Belvedere Jehosophat - Wednesday, 31 March 2010 - 22:23:37 - print it raw
Cement stolen from Helm’s Excavations up there on Oyster Crescent in Kettering, Tasmania, was used to dispose of the body. It was 1976, a few years after the release of Godfather II, and gangster-fever was in the air. Dead fish wrapped in butcher paper were not uncommon.
It was an accident, but the sort of accident that is so irregular that, really, it would be a mistake to get the police involved. This thing would start and end with cement. Concrete shoes were made by pouring cement mixed with water, sand and gravel into a packing case of Troubadour brand soft drinks and were filled with unconscious feet.
The body was dumped up past the Tasmanian Visitor Information Centre, up past the Mermaid Café on Ferry Road, somewhere between Kettering and Barnes Bay.
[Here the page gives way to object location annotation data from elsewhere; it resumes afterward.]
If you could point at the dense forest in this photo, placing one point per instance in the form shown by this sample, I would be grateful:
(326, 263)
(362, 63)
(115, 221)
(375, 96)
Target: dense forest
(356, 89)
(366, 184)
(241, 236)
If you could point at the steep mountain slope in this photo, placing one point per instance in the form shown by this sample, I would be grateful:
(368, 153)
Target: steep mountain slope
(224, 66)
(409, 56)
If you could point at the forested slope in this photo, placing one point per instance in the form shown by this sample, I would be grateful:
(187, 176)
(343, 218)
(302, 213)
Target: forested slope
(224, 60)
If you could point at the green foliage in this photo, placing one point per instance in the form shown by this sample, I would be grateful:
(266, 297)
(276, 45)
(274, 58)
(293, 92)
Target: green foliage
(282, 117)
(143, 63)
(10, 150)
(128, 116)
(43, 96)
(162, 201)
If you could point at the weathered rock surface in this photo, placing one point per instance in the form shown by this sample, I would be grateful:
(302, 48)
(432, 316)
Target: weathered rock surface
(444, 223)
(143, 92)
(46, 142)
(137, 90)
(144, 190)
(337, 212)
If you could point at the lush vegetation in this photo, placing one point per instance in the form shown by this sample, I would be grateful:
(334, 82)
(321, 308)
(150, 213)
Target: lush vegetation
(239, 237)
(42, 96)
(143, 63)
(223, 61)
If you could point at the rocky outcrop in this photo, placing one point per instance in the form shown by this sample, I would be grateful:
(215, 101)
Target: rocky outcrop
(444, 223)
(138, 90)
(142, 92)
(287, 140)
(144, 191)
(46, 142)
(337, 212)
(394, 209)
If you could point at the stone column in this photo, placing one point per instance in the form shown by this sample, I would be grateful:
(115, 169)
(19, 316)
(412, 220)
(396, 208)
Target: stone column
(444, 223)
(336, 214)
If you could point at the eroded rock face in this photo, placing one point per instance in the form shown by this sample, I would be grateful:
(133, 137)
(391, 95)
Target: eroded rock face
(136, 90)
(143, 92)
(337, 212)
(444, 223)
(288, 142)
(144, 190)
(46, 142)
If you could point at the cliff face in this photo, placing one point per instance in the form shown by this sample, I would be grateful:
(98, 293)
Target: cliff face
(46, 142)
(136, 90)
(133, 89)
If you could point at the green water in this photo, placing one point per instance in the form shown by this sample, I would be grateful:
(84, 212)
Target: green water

The decision of how to dispose of the body, in fact, was made at the Mermaid over dim sims and tomato sauce. This was 1976, mind, and whilst dim sims had made inroads onto the island, soy sauce certainly had not.
It was there, finally, out in the ocean, with the concrete shoes acting as an artificial reef that an ocean of oysters, periwinkles and winklepickers made a life off the life-giving cement.